Badrodin melanjutkan, ia berkali-kali datang ke lokasi memerintahkan memperbaiki bangunan Polsek sekaligus melakukan pendekatan kepada tokoh-tokoh masyarakat. Belum selesai persoalan, Badrodin kembali dihadapkan pada situasi yang kembali panas antara dua kelompok. Salah satu pendeta ditemukan tewas setelah ditembak oleh orang tak dikenal. Badrodin langsung menuju ke rumah sakit tempat korban disemayamkan. Namun lagi-lagi penolakan terjadi. Masyarakat menghujatnya, meludahinya sampai melemparinya dengan batu.
"Tapi saya katakan kepada mereka, saya yang bertanggung jawab penuh atas kejadian itu. Setelah kita menindak teroris di sana, baru itu masyarakat melihat bahwa, oh, ternyata polisi menegakkan hukum, benar. Itu memang terus kita lakukan sampai masyarakat di sana merasa aman," ujar Badrodin.
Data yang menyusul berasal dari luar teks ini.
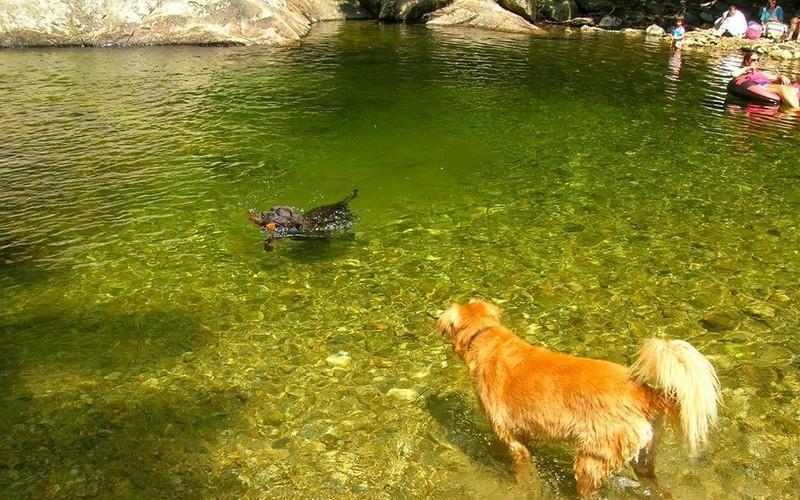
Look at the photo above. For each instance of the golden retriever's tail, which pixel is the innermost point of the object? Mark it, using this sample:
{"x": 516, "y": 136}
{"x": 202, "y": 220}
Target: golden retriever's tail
{"x": 686, "y": 376}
Menangkap Habib Rizieq dan Munarman
Tahun 2008, Badrodin menjabat sebagai Direktur I Kamtansas Bareskrim Polri. Pada suatu hari menjelang siang, ia mendapatkan kabar bahwa Front Pembela Islam (FPI) menyerang pengunjuk rasa dari Aliansi Kebangsaan Untuk Kebebasan Beragama dan Berkeyakinan (AKKBB) di pelataran Monumen Nasional Jakarta. Namun, saat itu, ia mengaku tak sabar karena Kapolda Metro Jaya Irjen Adang Firman seperti ragu mengambil tindakan.
"Saya lalu menghadap ke Beliau. Saya bilang, pokoknya Bapak putuskan saja mau ditindak atau enggak. Kalau iya (ditindak), nanti teknis di lapangan biar urusan saya, saya yang atur," ujar Badrodin.
Akhirnya, Kapolda Metro Jaya setuju Badrodin mengambil tindakan tegas. Dia pun meminta izin untuk memobilisasi 400 personel Brimob dan 200 personel Reserse Kriminal untuk menangkap satu persatu pelaku kerusuhan tersebut. Ketegasan Badrodin berbuah positif. Dia menangkap puluhan anggota FPI, menggeledah markasnya hingga menangkap pimpinan FPI Habib Rizieq dan Panglimanya, Munarman.